Reduction of Hyperelliptic Curves in Characteristic $\not=2$

TL;DR

This paper provides a method to explicitly construct the stable model of hyperelliptic curves over fields with residue characteristic not equal to 2, using the stable model of the projective line with marked points.

Contribution

It introduces a direct construction for the stable model of hyperelliptic curves in characteristic not 2, linking it to the stable model of the projective line with marked points.

Findings

The stable model of the hyperelliptic curve is determined by the stable model of the marked projective line.

The dual graph of the special fiber can be read off from the projective line's stable model.

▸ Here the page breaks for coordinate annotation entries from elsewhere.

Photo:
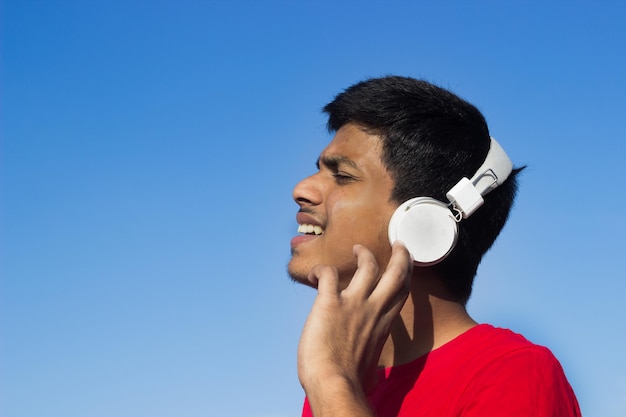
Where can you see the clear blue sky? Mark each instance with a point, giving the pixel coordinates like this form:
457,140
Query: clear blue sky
149,150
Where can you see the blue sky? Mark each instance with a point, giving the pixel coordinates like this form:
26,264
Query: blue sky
149,150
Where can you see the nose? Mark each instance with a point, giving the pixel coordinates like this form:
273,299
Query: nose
308,192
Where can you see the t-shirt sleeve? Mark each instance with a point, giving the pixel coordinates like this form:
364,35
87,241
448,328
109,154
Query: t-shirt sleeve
528,382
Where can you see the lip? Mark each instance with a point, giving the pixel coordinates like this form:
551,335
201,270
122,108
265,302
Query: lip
305,218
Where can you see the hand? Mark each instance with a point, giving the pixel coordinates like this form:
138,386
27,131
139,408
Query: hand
346,329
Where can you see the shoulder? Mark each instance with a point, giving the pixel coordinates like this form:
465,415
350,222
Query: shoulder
514,370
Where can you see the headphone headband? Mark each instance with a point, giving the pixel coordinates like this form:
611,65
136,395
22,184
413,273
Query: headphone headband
467,195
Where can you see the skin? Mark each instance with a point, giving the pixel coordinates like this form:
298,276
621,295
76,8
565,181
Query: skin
365,316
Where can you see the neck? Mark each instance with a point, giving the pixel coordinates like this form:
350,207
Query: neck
427,321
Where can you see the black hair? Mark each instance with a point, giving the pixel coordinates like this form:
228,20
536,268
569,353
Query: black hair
431,139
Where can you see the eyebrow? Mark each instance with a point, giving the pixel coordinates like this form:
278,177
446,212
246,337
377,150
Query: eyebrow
333,162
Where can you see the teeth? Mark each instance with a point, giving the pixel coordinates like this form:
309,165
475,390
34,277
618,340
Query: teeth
309,228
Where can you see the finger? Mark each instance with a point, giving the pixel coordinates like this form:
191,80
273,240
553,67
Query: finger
367,274
326,279
395,282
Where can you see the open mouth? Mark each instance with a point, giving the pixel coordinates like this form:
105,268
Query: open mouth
309,229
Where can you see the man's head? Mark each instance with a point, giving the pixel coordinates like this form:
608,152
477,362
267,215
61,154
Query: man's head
428,140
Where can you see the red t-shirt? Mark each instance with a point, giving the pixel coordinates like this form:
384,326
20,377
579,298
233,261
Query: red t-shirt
484,372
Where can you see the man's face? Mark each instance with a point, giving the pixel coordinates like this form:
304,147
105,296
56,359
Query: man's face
346,202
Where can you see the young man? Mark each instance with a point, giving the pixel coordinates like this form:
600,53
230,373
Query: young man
388,334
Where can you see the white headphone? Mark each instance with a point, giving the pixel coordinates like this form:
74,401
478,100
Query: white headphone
428,227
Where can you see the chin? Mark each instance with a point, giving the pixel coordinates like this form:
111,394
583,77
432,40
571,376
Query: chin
299,277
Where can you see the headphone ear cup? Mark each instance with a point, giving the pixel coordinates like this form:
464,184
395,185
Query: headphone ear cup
426,227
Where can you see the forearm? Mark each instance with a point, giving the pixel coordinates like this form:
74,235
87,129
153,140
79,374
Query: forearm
338,397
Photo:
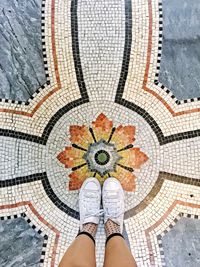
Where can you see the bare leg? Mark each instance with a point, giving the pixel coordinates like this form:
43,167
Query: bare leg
117,253
81,253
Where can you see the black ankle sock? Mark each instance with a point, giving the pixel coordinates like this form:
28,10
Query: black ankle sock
88,234
112,235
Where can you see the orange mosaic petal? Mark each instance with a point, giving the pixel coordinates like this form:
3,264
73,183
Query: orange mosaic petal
133,158
80,135
123,136
75,184
78,177
71,157
126,178
102,127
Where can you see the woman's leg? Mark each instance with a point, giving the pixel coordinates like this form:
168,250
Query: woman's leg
81,253
117,253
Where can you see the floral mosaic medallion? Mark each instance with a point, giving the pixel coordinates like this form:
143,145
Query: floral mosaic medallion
102,150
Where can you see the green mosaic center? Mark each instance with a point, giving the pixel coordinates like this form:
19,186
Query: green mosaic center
102,157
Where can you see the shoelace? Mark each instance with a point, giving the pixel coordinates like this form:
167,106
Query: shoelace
97,214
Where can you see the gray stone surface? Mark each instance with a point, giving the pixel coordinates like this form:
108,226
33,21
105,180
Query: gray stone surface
20,245
182,244
180,64
21,61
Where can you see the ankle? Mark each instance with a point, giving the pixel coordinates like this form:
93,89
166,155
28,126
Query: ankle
111,228
90,228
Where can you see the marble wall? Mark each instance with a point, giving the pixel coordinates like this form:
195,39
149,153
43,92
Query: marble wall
20,245
21,62
182,244
180,64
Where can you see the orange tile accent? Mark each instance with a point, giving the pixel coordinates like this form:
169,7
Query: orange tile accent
145,87
58,87
150,229
28,203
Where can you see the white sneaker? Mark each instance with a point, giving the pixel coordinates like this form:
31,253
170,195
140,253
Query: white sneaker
113,201
89,201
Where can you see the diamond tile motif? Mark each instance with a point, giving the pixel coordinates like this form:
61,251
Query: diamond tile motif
112,91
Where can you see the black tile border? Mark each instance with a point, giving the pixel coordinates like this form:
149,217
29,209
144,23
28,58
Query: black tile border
156,80
47,187
167,230
34,227
75,214
122,80
45,63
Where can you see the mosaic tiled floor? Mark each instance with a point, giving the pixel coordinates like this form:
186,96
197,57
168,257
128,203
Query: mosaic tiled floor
102,88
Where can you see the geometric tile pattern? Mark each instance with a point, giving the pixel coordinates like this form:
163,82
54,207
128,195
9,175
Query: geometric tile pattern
107,65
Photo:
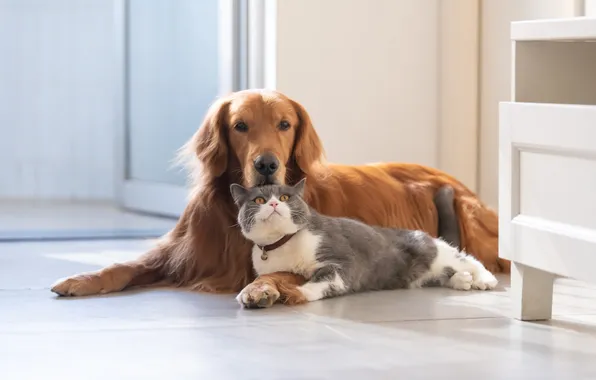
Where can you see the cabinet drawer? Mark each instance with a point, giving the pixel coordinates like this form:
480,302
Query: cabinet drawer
547,187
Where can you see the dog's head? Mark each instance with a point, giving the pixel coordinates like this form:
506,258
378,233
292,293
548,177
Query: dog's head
261,135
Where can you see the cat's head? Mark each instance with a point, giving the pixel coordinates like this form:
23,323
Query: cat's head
266,213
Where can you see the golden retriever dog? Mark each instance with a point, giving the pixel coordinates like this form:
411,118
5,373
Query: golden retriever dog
257,137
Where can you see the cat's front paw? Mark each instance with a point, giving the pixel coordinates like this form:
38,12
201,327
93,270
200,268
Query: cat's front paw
484,281
255,296
461,281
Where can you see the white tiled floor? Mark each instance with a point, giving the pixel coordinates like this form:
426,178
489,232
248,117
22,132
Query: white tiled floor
21,220
175,334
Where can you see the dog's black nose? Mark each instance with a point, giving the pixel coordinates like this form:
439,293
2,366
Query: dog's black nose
266,164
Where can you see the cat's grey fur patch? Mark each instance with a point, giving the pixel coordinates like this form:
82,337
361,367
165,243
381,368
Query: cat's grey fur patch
365,257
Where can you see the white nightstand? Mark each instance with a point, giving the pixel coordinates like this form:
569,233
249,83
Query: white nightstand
547,161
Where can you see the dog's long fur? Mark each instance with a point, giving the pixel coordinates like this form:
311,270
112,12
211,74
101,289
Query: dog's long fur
206,250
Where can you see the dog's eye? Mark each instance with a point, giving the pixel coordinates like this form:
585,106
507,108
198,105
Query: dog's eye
284,125
241,127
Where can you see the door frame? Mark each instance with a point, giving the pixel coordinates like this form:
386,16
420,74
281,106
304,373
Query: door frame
160,198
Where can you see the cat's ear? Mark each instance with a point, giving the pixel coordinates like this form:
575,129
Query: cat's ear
299,187
238,193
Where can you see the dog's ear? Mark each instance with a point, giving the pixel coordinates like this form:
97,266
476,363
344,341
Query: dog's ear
210,142
308,149
238,193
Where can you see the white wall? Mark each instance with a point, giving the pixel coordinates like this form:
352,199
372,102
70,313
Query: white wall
367,71
57,109
496,16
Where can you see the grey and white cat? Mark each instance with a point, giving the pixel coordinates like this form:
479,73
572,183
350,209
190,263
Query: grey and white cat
339,255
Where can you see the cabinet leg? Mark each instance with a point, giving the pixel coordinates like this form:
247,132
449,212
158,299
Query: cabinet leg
531,292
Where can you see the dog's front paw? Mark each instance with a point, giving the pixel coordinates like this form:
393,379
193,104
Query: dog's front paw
258,296
80,285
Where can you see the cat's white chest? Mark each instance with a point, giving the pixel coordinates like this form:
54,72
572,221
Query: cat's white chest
298,255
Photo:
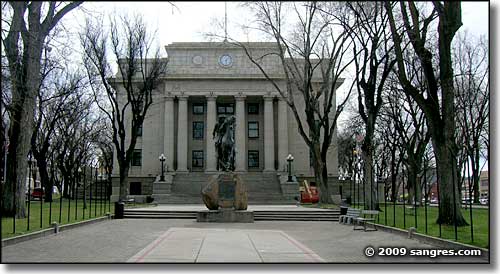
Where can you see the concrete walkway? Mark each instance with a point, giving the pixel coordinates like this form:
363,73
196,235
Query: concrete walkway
205,245
186,241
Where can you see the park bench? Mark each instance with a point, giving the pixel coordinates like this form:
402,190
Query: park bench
410,210
366,216
351,214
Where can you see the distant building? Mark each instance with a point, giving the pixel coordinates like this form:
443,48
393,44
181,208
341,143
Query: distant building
204,83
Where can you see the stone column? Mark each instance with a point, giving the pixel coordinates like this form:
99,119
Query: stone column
268,134
211,164
182,136
168,134
240,134
282,134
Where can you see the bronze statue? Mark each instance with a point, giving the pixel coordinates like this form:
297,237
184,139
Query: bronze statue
224,143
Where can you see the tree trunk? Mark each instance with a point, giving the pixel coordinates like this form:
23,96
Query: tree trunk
44,178
19,145
123,182
393,175
368,151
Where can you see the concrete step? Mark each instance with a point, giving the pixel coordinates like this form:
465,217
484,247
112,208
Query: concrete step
293,215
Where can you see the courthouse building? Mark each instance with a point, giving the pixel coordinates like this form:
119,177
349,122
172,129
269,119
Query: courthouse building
205,82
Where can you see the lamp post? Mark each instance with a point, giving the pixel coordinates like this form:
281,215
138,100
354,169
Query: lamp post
162,160
289,159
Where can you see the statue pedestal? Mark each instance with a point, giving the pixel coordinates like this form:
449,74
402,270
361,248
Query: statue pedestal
226,198
225,215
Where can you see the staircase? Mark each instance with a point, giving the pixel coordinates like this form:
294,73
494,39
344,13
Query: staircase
292,215
263,188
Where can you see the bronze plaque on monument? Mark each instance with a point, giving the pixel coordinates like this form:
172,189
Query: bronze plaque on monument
226,192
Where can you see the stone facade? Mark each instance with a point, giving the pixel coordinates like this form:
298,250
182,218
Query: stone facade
205,81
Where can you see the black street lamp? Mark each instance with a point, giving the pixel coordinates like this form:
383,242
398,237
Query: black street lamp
162,160
289,159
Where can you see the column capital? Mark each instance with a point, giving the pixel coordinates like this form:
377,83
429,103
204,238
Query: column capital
268,97
211,97
240,97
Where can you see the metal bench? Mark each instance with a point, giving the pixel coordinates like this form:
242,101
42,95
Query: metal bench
366,216
351,214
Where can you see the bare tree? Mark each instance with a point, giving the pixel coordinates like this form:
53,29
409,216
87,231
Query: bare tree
413,138
313,57
373,64
23,43
130,93
471,80
58,93
438,100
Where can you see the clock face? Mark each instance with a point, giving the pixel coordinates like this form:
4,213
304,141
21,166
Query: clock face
226,60
197,60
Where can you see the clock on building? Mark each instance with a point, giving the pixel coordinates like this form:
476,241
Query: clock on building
226,60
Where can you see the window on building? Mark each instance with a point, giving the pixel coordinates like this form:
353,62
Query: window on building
139,131
198,108
197,130
137,157
135,188
253,158
253,108
253,129
225,109
197,158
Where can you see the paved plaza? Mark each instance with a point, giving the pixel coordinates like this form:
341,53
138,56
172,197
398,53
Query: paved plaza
186,241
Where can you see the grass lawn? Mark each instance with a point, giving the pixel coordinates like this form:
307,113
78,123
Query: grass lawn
407,220
98,209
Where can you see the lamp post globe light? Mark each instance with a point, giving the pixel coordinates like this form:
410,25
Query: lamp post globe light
289,159
162,160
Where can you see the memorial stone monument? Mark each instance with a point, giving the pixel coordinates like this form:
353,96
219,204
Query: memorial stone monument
225,195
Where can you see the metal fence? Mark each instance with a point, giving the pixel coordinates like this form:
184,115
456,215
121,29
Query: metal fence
87,197
422,216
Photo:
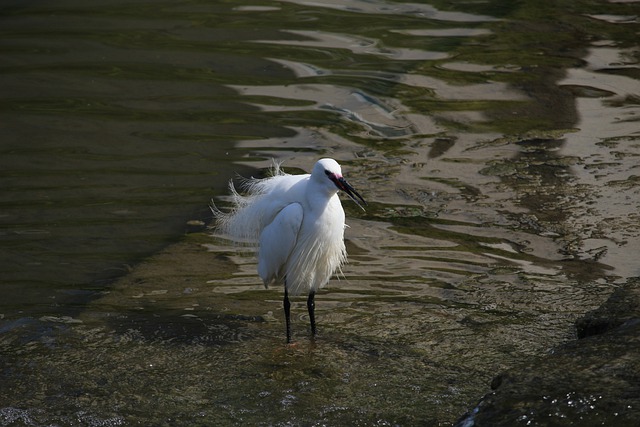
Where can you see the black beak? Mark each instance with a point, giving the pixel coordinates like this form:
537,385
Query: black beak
342,184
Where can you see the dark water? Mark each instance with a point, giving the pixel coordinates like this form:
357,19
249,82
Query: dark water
496,142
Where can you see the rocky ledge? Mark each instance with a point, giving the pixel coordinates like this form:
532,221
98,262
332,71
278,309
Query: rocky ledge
594,380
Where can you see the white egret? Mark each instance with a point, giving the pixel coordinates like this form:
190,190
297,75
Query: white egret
297,221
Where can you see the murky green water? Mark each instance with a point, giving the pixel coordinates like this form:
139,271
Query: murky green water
496,142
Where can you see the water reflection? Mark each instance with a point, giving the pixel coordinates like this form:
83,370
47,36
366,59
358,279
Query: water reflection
499,166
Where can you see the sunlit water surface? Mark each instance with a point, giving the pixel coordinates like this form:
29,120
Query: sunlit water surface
496,147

A ramified extension of degree 2 may be necessary for the construction.

Abstract

Let $K$ be the quotient field of a discrete valuation ring $R$ with residue characteristic $\not=2$, and let $C$ be a hyperelliptic curve over $K$. We assume that all geometric branch points of the double covering $C\twoheadrightarrow{\mathbb P}^1_K$ are rational and mark both $C$ and ${\mathbb P}^1_K$ with these branch points. After possibly replacing $R$ by a ramified extension of degree $2$, we give a direct construction for the stable model of $C$ as a marked curve over $R$. We deduce that the closed fiber of this stable model is determined completely by the closed fiber of the stable model of the marked ${\mathbb P}^1_K$. In particular, the dual graph and other information for the former can be read off directly from the corresponding information for the latter.